Witnesses to the execution, including journalists and Smith’s spiritual adviser, have said that nothing about it supported the Alabama Attorney General’s blithe predictions about the humanity of the method. Organizations around the world criticized the execution, including the United Nations High Commissioner for Human Rights, the European Union, and Amnesty International. The White House found reports of the execution “deeply troubling.”

We as a society have a choice about whether to restore the use of nitrogen exclusively for good or not—to overlook the long-ago disgraced uses of nitrogen gas for chemical warfare and genocide and accept it as a means for execution today. We must carefully consider the risks of moral backsliding to a time when gas poisoning was conducted by state actors. The consequences are easy to see. But unless nitrogen gas for executions is challenged on constitutional grounds as cruel and unusual punishment, it can be used again in Alabama, Oklahoma, and Mississippi. Indeed, since Alabama’s attorney general has said he intends to continue using it and would help other states interested in doing so, now is the time for the AMA, the American College of Correctional Physicians, bioethicists, and others to challenge this method.

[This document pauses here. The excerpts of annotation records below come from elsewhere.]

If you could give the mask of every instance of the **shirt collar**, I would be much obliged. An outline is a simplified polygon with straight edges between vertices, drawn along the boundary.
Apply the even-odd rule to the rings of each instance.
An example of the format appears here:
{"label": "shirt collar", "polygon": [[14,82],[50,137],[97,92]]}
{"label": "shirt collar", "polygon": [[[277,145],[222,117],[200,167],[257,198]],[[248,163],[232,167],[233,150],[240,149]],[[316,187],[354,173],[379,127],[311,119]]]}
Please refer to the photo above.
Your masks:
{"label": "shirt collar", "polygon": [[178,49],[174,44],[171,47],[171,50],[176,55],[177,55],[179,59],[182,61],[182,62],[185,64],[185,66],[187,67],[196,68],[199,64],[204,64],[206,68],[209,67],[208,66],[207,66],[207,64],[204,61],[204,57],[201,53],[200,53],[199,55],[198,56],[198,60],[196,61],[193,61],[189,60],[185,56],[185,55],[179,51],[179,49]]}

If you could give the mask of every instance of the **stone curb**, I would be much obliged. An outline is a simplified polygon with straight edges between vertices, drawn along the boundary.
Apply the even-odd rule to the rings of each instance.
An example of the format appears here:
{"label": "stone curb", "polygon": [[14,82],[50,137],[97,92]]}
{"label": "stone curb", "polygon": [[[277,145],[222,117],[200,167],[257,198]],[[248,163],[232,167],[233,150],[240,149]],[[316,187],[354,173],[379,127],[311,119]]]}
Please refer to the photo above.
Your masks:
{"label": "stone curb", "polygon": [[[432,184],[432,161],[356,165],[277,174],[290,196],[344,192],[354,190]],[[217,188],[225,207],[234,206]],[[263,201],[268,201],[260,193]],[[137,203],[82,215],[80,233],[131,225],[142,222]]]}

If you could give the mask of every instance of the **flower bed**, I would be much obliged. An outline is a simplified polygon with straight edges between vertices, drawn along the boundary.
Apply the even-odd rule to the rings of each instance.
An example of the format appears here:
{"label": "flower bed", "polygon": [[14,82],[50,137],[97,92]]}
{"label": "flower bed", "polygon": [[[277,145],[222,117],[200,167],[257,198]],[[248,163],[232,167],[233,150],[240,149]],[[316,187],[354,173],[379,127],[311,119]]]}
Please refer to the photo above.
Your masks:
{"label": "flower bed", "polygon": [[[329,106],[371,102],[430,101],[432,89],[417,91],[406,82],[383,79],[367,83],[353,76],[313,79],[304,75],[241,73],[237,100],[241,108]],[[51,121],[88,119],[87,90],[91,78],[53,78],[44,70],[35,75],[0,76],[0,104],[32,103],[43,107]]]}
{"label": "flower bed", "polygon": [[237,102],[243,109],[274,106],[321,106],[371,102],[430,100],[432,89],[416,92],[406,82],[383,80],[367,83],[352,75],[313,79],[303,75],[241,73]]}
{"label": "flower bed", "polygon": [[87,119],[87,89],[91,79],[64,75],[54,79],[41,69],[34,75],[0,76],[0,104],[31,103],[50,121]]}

No one knew precisely what would happen when Smith was restrained on a gurney and nitrogen gas was released into the tubing-and-mask circuit sealed to his face. Today, that knowledge comes at an enormous moral cost. As a society, we must ask ourselves what else was released into the circuit of civil society? And are we willing to restore what was lost on January 25, 2024?

The number of moral questions to be asked would be far fewer if the black-topped nitrogen tank had simply remained sealed.

Rafael Escandon, DrPH, PhD, MPH, HEC-C, is a consultant in research ethics and clinical R&D to the biotechnology industry in Bainbridge Island, Wash.